Researchers have identified a protein that plays a crucial role in whether we keep or discard memories. In the future, we might be able to use this knowledge to develop better drugs for memory loss, they say.
The issue of memory loss motivates researchers to try and better understand the workings of the brain, how memories are consolidated, and how and why we lose them.
As being able to keep our memories enables us to maintain a sense of selfhood and orientation in the world, understanding how to prevent chronic loss of memory is a top priority in neuroscience.
Recently, a team of researchers from the University of Toronto Mississauga in Ontario, Canada — in collaboration with colleagues from the United States and the United Kingdom — investigated the role of a particular protein in the formation of memories.

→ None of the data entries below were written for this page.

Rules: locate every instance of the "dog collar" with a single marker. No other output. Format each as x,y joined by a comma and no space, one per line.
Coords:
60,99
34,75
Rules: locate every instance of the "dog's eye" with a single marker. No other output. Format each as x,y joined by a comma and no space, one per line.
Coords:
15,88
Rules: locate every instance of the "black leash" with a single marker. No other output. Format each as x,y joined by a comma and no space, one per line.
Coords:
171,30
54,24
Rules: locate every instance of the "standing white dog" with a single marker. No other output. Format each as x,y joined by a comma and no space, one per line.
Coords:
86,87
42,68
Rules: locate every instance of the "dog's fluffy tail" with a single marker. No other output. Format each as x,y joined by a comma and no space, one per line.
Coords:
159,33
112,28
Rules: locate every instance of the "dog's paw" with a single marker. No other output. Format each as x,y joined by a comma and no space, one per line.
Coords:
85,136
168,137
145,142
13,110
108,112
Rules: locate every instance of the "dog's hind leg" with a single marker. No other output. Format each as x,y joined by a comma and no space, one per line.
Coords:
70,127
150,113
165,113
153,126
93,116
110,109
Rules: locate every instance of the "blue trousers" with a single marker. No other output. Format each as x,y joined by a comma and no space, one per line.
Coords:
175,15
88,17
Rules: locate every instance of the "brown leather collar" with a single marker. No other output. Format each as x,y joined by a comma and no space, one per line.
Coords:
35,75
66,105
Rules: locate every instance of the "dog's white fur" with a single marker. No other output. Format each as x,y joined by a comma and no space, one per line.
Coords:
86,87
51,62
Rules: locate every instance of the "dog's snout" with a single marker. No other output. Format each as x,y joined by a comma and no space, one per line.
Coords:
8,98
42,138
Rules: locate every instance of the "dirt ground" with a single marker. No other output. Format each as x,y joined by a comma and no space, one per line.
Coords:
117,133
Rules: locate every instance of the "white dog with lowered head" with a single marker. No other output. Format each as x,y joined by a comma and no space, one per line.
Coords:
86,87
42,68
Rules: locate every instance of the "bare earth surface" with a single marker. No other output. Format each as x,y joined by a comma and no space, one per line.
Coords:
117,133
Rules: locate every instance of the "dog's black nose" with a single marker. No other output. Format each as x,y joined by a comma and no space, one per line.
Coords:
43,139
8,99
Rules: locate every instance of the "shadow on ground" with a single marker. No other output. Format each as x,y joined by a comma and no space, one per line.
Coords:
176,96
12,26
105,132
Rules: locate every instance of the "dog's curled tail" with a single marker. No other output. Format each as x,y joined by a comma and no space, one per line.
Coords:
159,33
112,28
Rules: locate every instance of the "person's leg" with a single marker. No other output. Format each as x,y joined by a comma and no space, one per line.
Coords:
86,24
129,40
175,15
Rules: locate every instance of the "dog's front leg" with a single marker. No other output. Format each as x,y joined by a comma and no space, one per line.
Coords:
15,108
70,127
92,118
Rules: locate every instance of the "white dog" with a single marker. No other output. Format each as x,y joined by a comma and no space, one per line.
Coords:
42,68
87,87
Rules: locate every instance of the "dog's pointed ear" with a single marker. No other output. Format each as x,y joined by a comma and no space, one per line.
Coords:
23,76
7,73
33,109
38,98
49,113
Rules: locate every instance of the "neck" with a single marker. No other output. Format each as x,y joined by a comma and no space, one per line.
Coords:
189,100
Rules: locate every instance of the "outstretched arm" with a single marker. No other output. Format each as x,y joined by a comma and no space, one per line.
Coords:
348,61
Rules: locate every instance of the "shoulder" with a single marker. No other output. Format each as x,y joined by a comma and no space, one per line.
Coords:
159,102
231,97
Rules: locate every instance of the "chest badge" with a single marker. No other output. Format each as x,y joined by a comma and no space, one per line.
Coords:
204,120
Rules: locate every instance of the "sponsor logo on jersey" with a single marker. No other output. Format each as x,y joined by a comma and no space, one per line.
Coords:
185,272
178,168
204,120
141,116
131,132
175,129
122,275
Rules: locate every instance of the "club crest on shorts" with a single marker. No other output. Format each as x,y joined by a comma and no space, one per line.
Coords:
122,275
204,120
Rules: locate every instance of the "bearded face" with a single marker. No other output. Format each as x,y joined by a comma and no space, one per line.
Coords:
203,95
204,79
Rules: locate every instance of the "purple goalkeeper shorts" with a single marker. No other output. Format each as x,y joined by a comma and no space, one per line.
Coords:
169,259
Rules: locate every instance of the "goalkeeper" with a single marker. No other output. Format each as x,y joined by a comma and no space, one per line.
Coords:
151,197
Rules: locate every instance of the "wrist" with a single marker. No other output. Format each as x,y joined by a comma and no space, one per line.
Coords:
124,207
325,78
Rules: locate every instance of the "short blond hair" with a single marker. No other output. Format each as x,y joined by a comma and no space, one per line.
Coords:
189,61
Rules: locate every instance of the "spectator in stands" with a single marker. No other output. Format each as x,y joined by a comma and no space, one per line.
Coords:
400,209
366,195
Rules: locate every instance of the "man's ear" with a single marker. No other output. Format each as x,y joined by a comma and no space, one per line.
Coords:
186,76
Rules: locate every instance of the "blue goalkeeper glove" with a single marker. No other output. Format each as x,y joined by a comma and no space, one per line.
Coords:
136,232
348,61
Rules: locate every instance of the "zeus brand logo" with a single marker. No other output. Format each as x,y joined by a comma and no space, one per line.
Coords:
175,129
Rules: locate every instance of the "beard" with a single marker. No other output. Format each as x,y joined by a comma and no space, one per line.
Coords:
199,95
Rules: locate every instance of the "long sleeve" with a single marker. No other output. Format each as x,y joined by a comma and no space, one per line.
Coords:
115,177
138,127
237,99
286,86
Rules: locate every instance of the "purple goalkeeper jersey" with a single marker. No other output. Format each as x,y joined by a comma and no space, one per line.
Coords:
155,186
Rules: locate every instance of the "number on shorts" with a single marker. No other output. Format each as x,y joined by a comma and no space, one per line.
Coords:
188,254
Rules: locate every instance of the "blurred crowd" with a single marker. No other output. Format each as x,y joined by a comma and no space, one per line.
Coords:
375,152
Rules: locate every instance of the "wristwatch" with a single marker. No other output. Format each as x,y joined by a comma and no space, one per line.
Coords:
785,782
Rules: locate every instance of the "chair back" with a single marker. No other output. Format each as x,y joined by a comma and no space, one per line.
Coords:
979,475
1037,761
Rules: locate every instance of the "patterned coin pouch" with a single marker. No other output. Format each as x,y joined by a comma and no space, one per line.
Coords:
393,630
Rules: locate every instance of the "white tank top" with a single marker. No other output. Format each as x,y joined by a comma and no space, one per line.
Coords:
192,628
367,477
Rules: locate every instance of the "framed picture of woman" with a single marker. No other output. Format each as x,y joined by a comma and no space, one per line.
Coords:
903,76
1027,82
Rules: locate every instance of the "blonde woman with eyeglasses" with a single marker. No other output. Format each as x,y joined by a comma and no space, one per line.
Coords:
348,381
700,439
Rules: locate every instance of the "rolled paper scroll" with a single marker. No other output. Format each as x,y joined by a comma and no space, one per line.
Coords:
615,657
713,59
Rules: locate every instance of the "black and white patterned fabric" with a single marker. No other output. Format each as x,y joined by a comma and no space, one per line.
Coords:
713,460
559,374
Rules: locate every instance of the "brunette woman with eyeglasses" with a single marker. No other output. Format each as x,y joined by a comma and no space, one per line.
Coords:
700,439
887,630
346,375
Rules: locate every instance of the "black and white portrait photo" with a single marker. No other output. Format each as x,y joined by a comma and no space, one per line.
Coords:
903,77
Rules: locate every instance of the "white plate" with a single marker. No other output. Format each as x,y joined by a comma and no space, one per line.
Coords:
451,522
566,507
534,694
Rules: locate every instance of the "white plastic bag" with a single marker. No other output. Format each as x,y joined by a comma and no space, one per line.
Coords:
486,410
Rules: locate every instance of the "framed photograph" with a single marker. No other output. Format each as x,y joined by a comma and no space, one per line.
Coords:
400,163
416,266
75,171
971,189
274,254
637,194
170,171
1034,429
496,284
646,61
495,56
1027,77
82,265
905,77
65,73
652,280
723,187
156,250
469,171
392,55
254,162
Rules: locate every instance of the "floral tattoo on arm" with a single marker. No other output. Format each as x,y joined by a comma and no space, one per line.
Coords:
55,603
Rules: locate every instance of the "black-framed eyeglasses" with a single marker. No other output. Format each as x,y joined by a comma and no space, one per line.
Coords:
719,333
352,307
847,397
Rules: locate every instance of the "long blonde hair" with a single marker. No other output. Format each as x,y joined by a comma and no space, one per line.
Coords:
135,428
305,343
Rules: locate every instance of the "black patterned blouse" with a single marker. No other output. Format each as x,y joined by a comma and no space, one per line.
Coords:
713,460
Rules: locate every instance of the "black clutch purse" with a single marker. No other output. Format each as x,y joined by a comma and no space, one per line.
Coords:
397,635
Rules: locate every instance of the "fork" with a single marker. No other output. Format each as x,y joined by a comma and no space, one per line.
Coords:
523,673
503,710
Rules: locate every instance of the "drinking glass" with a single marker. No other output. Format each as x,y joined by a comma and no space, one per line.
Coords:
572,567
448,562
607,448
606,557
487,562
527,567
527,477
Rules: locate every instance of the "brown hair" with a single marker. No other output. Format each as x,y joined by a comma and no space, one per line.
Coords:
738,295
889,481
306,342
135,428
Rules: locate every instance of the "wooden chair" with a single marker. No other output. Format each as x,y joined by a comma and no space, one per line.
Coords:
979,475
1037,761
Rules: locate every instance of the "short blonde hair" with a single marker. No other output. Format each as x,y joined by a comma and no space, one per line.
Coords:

Senior researcher Iva Zovkic and her team conducted their study on mice, focusing specifically on a protein named H2A.Z. This type of protein is called a histone, and it binds to DNA, helping it to keep its structure within cells.
Their results were published in the journal Cell Reports.

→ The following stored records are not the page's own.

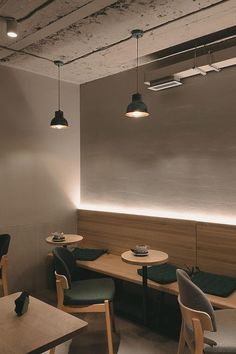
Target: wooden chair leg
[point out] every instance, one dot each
(4, 277)
(113, 317)
(182, 343)
(108, 325)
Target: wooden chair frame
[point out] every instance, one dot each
(106, 307)
(199, 321)
(4, 273)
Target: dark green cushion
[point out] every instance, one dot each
(214, 284)
(88, 254)
(91, 291)
(162, 274)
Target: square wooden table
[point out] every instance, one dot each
(41, 328)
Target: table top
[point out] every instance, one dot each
(153, 257)
(41, 328)
(70, 239)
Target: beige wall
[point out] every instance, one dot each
(181, 162)
(39, 170)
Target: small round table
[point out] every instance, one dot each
(70, 239)
(153, 257)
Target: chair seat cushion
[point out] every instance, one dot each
(225, 336)
(219, 285)
(90, 291)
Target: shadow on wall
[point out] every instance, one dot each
(38, 172)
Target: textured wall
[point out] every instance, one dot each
(181, 162)
(39, 170)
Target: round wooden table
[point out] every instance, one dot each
(153, 257)
(70, 239)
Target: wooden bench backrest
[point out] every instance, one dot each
(119, 232)
(215, 243)
(216, 248)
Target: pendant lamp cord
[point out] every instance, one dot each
(137, 67)
(59, 88)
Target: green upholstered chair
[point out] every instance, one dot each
(76, 296)
(4, 245)
(203, 329)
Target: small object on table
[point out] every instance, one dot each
(140, 250)
(22, 303)
(153, 257)
(41, 329)
(69, 239)
(58, 236)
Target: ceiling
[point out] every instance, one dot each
(98, 32)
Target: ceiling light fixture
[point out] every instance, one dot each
(211, 65)
(59, 122)
(137, 108)
(12, 27)
(195, 67)
(163, 83)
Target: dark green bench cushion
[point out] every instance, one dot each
(91, 291)
(88, 254)
(162, 274)
(214, 284)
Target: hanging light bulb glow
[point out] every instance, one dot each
(12, 27)
(137, 108)
(59, 121)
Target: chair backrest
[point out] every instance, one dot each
(194, 299)
(4, 244)
(65, 263)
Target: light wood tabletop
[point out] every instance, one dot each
(70, 239)
(153, 257)
(41, 328)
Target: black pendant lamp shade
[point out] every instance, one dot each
(59, 121)
(137, 108)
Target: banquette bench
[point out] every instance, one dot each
(211, 247)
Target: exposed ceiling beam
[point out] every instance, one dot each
(192, 44)
(58, 25)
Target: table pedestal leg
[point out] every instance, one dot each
(145, 295)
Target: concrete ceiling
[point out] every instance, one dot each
(98, 31)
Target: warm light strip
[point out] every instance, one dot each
(184, 215)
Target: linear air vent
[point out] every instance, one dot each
(164, 83)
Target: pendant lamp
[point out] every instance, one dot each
(59, 121)
(137, 108)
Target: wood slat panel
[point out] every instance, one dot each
(119, 232)
(216, 248)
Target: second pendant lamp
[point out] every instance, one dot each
(137, 108)
(59, 121)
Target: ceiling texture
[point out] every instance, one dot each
(93, 38)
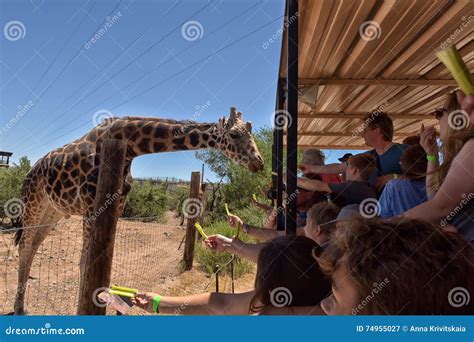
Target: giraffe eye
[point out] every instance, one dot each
(235, 135)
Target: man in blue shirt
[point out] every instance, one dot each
(377, 131)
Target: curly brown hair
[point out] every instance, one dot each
(455, 140)
(287, 263)
(419, 264)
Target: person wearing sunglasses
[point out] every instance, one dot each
(452, 182)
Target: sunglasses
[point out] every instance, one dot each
(439, 112)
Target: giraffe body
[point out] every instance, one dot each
(64, 181)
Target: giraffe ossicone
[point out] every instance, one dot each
(64, 181)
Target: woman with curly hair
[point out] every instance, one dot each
(287, 276)
(450, 184)
(398, 267)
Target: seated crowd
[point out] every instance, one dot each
(415, 258)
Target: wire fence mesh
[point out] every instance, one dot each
(145, 255)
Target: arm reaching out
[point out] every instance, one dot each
(247, 251)
(313, 185)
(324, 169)
(210, 303)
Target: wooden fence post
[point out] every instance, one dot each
(101, 243)
(192, 209)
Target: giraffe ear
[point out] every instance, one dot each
(248, 126)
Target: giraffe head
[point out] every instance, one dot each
(237, 143)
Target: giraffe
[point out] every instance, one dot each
(63, 182)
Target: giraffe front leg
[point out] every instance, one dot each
(31, 240)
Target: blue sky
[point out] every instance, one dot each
(50, 88)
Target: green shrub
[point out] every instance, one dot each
(209, 259)
(11, 182)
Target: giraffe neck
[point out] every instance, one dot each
(159, 135)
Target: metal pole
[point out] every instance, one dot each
(279, 158)
(292, 109)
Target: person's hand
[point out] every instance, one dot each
(467, 104)
(381, 181)
(255, 202)
(428, 139)
(306, 168)
(144, 300)
(234, 221)
(218, 242)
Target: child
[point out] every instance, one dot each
(398, 267)
(319, 223)
(355, 189)
(286, 276)
(400, 195)
(322, 213)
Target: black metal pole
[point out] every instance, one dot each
(278, 140)
(292, 109)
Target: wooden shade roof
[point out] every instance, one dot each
(363, 55)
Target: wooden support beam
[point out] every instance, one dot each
(376, 82)
(357, 116)
(192, 210)
(100, 249)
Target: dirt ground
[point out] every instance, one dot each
(146, 257)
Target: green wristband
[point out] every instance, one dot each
(156, 303)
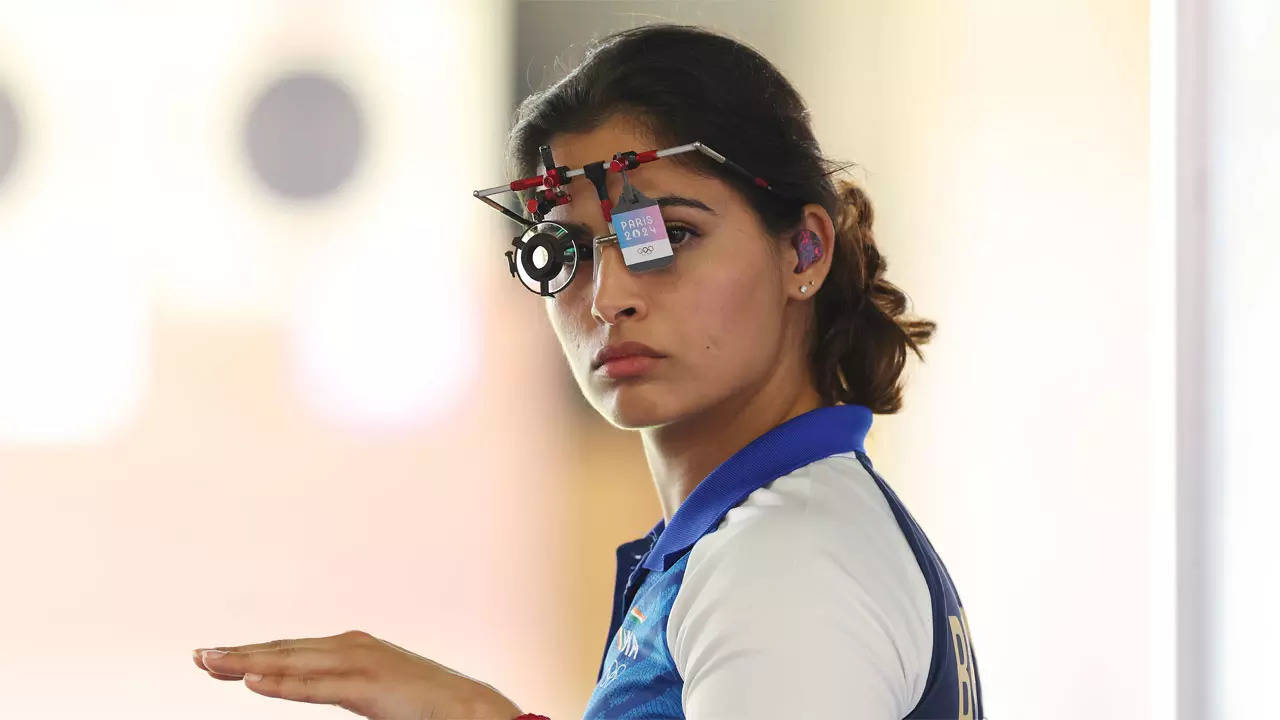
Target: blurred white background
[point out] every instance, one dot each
(263, 373)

Zovkic and team worked with both young and aged mice to understand how the H2A.Z protein was involved with memory formation and suppression.
As a part of their experiment, the researchers placed the mice in a new box, so as to force them to get familiarized with a strange environment. Then, to be able to test how the protein functioned in the context of memory formation, the animals were exposed to a negative stimulus while in the box.

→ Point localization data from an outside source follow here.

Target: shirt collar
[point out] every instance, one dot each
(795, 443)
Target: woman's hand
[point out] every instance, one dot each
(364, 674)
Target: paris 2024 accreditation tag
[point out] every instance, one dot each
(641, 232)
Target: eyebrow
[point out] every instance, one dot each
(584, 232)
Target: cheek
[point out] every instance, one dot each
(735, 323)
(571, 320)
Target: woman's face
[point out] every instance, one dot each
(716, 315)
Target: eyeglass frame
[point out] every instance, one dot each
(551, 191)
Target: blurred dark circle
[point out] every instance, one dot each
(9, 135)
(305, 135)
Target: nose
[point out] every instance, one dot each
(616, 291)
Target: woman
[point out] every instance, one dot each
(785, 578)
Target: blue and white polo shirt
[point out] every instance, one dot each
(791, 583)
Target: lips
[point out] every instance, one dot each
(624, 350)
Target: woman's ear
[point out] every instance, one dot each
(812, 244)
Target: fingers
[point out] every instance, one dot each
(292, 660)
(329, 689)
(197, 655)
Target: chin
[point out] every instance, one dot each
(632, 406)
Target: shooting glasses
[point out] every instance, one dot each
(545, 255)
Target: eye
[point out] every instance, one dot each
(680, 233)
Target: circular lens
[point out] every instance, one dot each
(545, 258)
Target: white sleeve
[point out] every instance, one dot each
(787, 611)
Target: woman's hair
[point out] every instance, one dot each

This way, the mice formed an association between the new environment and the bad experience that they had been exposed to. The second time the scientists placed them in the box, the now cautious mice refused to move around and explore, as they normally would have.
Half an hour after the mice had been exposed to the negative stimulus, Zovkic and colleagues assessed the animals’ brains for any changes in how H2A.Z bound to DNA.
They revealed that in young mice, fear training was associated with an “overwhelming” reduction of H2A.Z and DNA bonds in 3,048 places on the genes that the proteins normally bind with, as well as an increase in bonds at only 25 places.
The same was true for the older mice, who experienced a reduction in bonds at 2,901 places and an increase at only 9 places in the aftermath of fear training.
This, the researchers explain, means that eviction of H2A.Z (fewer bonds between the protein and DNA) is associated with memory formation, allowing the mice to recall their negative experience.
“We have thousands of experiences each day, but we only remember things that are in some way important to us,” Zovkic notes.
“This experiment,” she continues, “used a very straightforward learning experience to illustrate that H2A.Z apparently serves to suppress memory, and the removal of this protein appears to […] allow long-lasting memories to form.”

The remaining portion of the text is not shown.